Abandoned property goes to the Comptroller

If you lose track of a deposit or investment, the custodian is not allowed to pocket the money. When accounts are dormant long enough, the money gets delivered to the Texas Comptroller, where the name and address of the owner and a description of the property is posted for all to see.

Paychecks and utility deposits have a 1-year abandonment period. For traveler’s checks the period is 15 years. For most other property, e.g., stocks, bonds, insurance proceeds, and checking, savings, and IRA accounts, the rule is 3 years. The abandonment period resets with activity, e.g., whenever someone pays a fee or calls customer service.
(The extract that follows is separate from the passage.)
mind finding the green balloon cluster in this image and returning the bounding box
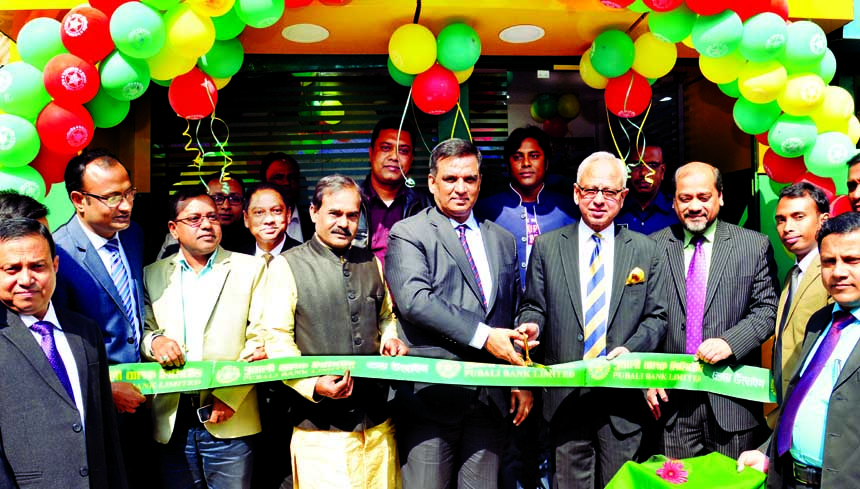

Safe deposit boxes are different. If abandoned 5 years, the contents go to the Comptroller, which posts the owner’s name and address, but not the contents, online. A year later, unclaimed contents are auctioned on E-bay. About 60% of abandoned safe deposit box contents are auctioned, with the rest collected by the owner or heirs. Sales proceeds are held until claimed, and do not go to the state.

Claiming property is easy

The Comptroller holds funds forever. There is no claim deadline for individuals. If you don’t leave a will, your estate’s administrator can’t collect unless appointed within 4 years of your death. There’s no such limit for the executor under a will.

To search or claim property, start at claimittexas.org. If the owner died, the Comptroller often pays the heirs’ claims of $10,000 or less without probate. The required affidavit must be recorded with the county clerk if the claim is over $5,000. Other forms and resources are available at claimittexas.org/app/forms. If you can wait 3+ years, collecting from the Comptroller can be an inexpensive alternative to probate, assuming there are no other probate assets.

Reasons and resources for digging deeper

Real estate and vehicle title are already a matter of public record. Those assets are never delivered to the Comptroller. Abandoned mineral royalties and bonuses are delivered to the Comptroller, along with i) the name of the lease, property, and well, ii) identification numbers, and iii) the county. That information points to the underlying mineral interest, which, like other real estate, is not reported or delivered to the Comptroller. A small royalty can lead to a large mineral estate.

There are a variety of assets the Comptroller does not audit. Look elsewhere for assets abandoned while living in other states, uncollected pensions, insurance policies, U.S. savings bonds, and IRS refunds, among others. Links to custodians of those assets are found at claimittexas.org/app/ucp-databases.